I told him I didn't want him to be my friend and he asked me why? I told him that I wanted to move on and I couldn't do that if I was his friend I told him that I didn't like feeling this way.. He flipped at me and told me to leave him alone so I said bye.. Yeah that's what I was trying to do.. I want to move... I needed to move on but that doesn't mean I wanted to, well not completely anyway.. The next day I cut myself on my stomach again with a razor, several times.. I couldn't help it.. It was like a nagging in my mind telling me to do it.. I couldn't control the urge.. I thought it was getting better after he spoke to me when he found out about the self harming.. I hadn't done it since, that was until yesterday.. Most of me knows that moving on is what's best for me. I can't keep holding on to him if it was only going to end in me being hurt.. I miss him.. A lot. He was the reason I hadn't self harmed since just after he found out.. It used to be a daily occurence until then.. And it stopped suddenly and I wasn't even forcing myself to stop.. I just never had the urge again.. Until now.. But this time its different.. Before it was an urge to do it a little bit.. But I can't control it now... He was my rock but sooner or later I had to learn to be my own rock.. You can't trust anyone completely.. Even him I didn't trust completely but he knew more than anyone else.
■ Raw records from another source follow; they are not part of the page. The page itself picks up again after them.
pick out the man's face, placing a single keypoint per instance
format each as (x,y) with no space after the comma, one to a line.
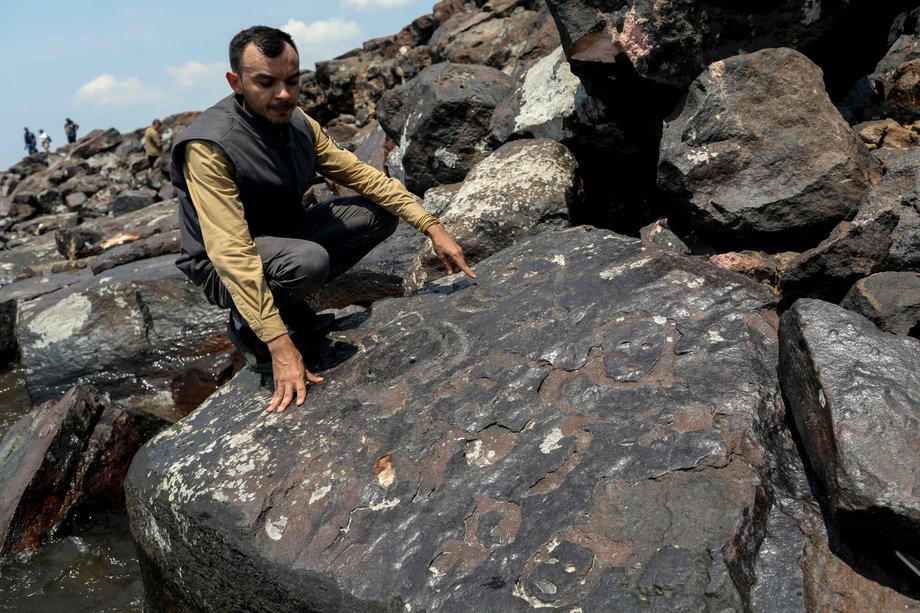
(270,87)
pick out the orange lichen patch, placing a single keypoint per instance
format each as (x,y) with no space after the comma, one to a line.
(596,47)
(384,470)
(633,39)
(692,418)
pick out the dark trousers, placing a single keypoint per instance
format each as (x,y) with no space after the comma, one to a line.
(335,235)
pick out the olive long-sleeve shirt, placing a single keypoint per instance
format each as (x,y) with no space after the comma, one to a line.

I have no one else to be there for me... Before I didn't think I could handle any of it anymore but now I know that its a pointless fight.. What exactly can I do? I can't stay in love with my rock when we both know that the ending of our story is going to be horrendous.. I don't know how I'm supposed to survive without him when he was supposed to be my knight.. I don't even know how I'm supposed to feel anymore!! I feel numb!! I want to be free from all this!! I can't take it!! Please some one help me!!!